Sometimes it is worthwhile to put up a fight when you’re being sued on a credit card or mortgage loan deficiency. The truth is, many times, the lender does not have the evidence available to prove the case, or does not have the means to get the proof admitted into evidence — a crucial step to win a judgment for the debt against the borrower.
J.P. Morgan Chase & Co. tacitly admitted this recently when it voluntarily dismissed more than a thousand of its credit card lawsuits across the country. The company won’t admit WHY it took this step which was reported in last week’s Wall Street Journal.
It has been coming to light in the courts, however, that, just like the “robo-signers” that surfaced with the foreclosure mess, credit card lawsuit affidavits of the debt allegedly owed have been signed by employees who are not personally-familiar with the company records and have not verified the debt.
Rather than risk public disclosure and embarrassment, speculation is that the company decided to withdraw the cases until the documentation could be fixed.
For the poor soul facing a lawsuit, it is important to know that the collection “model” used by the credit card companies is based largely on the fact that very few debtors respond to the suit. In fact, about 94% of suits end up in “default judgments” because there is no response by the defendant.
To defend, you may have to have some knowledge of the law. This attorney frequently sees unrepresented debtors showing up in court and responding in this typical fashion to the judge’s query as to whether they owe the debt: “I cannot afford to pay.” By responding this way, the debtor has implicitly admitted the debt is owed, hence, the judge will issue judgment, and not being able to pay is not a valid legal defense to establishing the liability.
The debtor will have to, in good faith, contest the liability and ask for trial. Some understanding of the rules of evidence and “discovery” are helpful to know what proof the lender will have bring forward, how the debtor can ask for it, and what the lender’s attorney will need to establish to get it admitted into the record.
It’s not foolproof, but sometimes worthwhile, particularly when the debtor cannot simply declare bankruptcy, maybe because he has property which cannot be protected and which he would lose, or other personal reasons.

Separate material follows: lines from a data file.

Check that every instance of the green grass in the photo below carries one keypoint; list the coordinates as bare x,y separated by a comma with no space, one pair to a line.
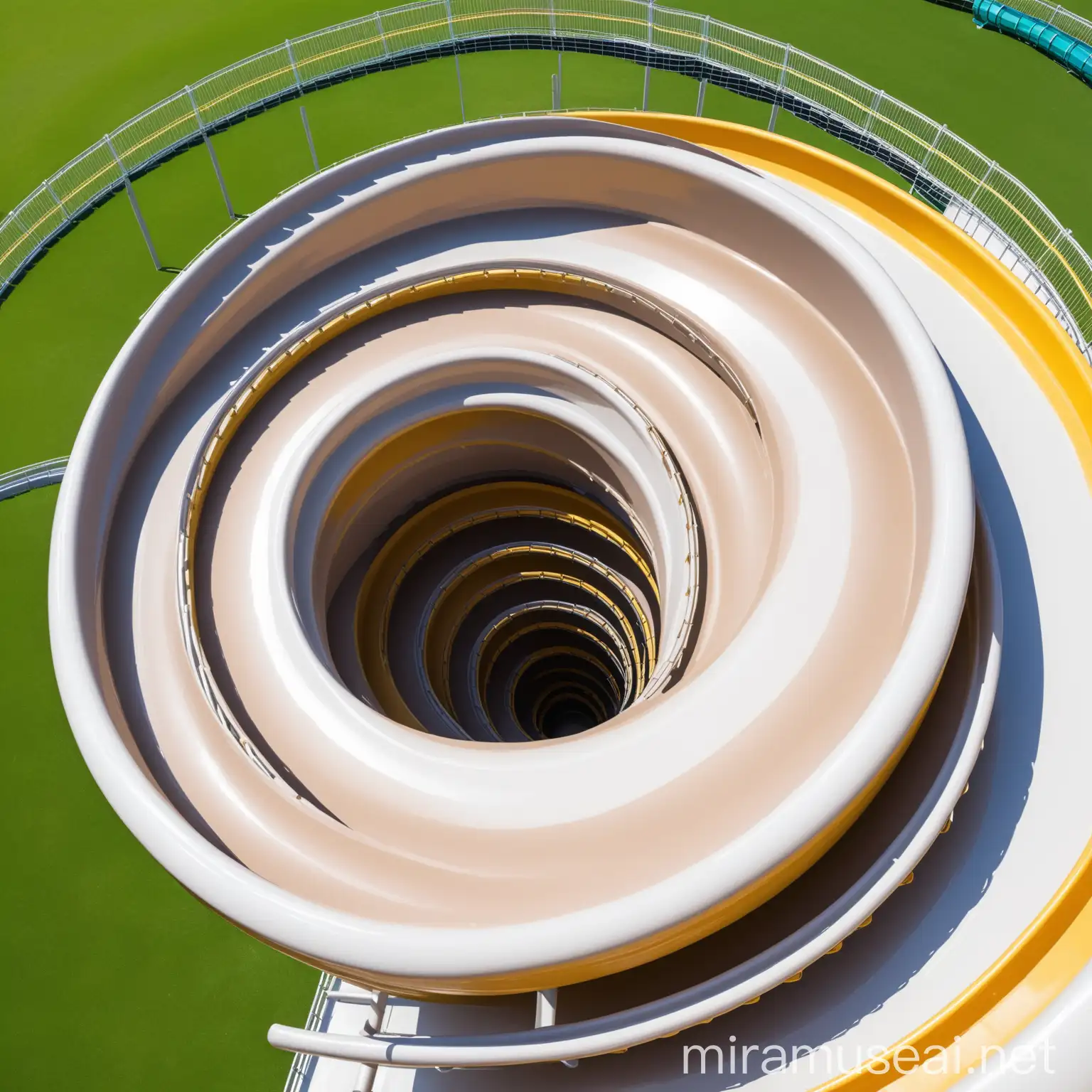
165,994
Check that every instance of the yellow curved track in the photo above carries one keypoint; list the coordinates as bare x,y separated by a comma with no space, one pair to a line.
1057,945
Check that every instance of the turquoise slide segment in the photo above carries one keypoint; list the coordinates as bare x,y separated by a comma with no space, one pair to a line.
1064,48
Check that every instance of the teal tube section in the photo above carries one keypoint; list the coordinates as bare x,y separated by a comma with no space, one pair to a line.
1064,48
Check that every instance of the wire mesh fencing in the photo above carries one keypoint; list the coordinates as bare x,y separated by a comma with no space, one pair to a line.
1066,21
941,167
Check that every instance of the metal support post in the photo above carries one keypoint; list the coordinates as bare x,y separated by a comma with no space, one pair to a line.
459,75
874,110
648,68
310,140
136,205
60,205
983,181
781,85
303,110
291,61
703,51
366,1078
212,153
928,155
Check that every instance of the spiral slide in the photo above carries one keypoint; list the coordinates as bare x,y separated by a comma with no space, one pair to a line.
566,579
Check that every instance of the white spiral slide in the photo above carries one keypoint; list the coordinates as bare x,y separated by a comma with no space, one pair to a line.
550,574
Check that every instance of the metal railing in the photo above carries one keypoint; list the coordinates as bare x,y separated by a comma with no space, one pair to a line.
303,1064
941,167
1068,22
34,476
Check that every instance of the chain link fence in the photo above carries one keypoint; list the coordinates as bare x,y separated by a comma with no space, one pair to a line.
1056,16
941,167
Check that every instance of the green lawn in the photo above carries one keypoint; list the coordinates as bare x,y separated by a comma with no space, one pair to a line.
166,995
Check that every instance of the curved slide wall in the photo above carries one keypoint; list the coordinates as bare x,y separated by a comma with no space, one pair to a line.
1074,54
546,554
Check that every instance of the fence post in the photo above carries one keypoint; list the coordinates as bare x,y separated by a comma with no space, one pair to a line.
291,61
132,201
310,139
303,109
60,205
459,75
212,152
648,68
928,155
873,110
983,181
703,53
781,85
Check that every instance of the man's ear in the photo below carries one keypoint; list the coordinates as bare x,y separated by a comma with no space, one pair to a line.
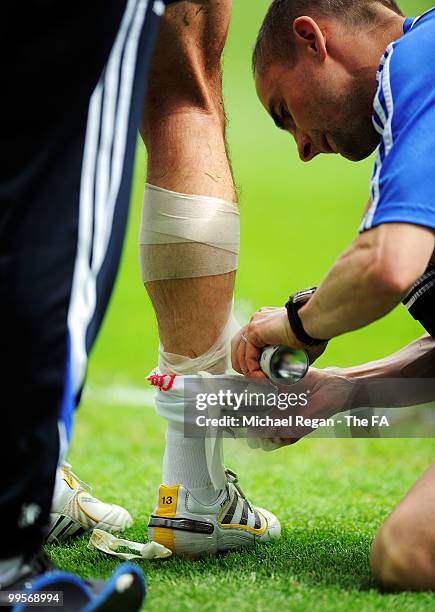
309,37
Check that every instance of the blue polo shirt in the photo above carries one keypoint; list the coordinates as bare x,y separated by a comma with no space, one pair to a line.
402,187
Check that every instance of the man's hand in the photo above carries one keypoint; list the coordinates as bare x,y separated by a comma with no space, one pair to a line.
268,326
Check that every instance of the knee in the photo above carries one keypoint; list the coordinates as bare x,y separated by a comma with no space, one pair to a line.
403,555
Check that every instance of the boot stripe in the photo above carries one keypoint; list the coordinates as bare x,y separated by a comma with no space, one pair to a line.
244,517
231,512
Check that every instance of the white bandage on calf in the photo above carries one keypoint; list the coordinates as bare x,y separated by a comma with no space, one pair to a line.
187,236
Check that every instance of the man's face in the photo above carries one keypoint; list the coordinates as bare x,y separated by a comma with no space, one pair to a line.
325,108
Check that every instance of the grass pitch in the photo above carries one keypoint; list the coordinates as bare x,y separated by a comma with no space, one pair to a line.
331,495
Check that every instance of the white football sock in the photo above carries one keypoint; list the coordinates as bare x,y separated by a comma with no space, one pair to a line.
185,463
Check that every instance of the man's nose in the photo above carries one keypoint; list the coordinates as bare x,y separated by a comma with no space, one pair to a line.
306,147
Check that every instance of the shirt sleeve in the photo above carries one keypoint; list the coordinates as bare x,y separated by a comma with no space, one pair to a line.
403,180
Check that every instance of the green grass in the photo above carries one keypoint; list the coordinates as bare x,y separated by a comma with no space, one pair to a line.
331,495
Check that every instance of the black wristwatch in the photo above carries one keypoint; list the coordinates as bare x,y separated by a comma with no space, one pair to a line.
295,302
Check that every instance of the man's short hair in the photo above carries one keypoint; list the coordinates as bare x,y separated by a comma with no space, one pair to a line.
275,41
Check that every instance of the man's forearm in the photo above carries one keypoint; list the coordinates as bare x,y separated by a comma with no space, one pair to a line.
401,379
369,279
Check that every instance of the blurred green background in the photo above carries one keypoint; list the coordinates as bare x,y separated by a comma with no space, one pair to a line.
330,495
296,219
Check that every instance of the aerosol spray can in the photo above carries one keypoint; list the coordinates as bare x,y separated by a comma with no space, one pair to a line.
283,365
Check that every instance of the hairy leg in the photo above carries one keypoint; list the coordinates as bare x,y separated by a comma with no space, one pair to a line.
184,132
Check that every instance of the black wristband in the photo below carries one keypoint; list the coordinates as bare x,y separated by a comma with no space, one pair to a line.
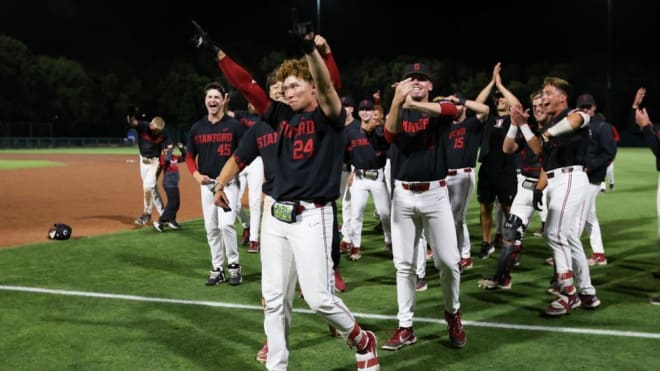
307,46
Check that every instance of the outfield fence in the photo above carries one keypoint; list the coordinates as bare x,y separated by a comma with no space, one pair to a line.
52,142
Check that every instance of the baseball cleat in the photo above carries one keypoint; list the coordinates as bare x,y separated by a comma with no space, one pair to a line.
262,354
589,301
345,247
421,284
216,276
159,226
465,264
457,336
563,304
245,238
492,284
597,259
402,336
367,359
355,254
143,219
254,247
235,277
340,285
487,248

This law office specializing in financial matters in DC and MD has successfully defended creditor lawsuits and settled others. One current case involves a suit for $185,000 for a second mortgage that was left over from a foreclosure on the client’s home. Today, we got a letter from the lender who has brought his settlement offer down to $30,000 — not a bad discount.
It doesn’t hurt to investigate all the options. Don’t be in the 94% who just let the lender get a judgment against them without a fight.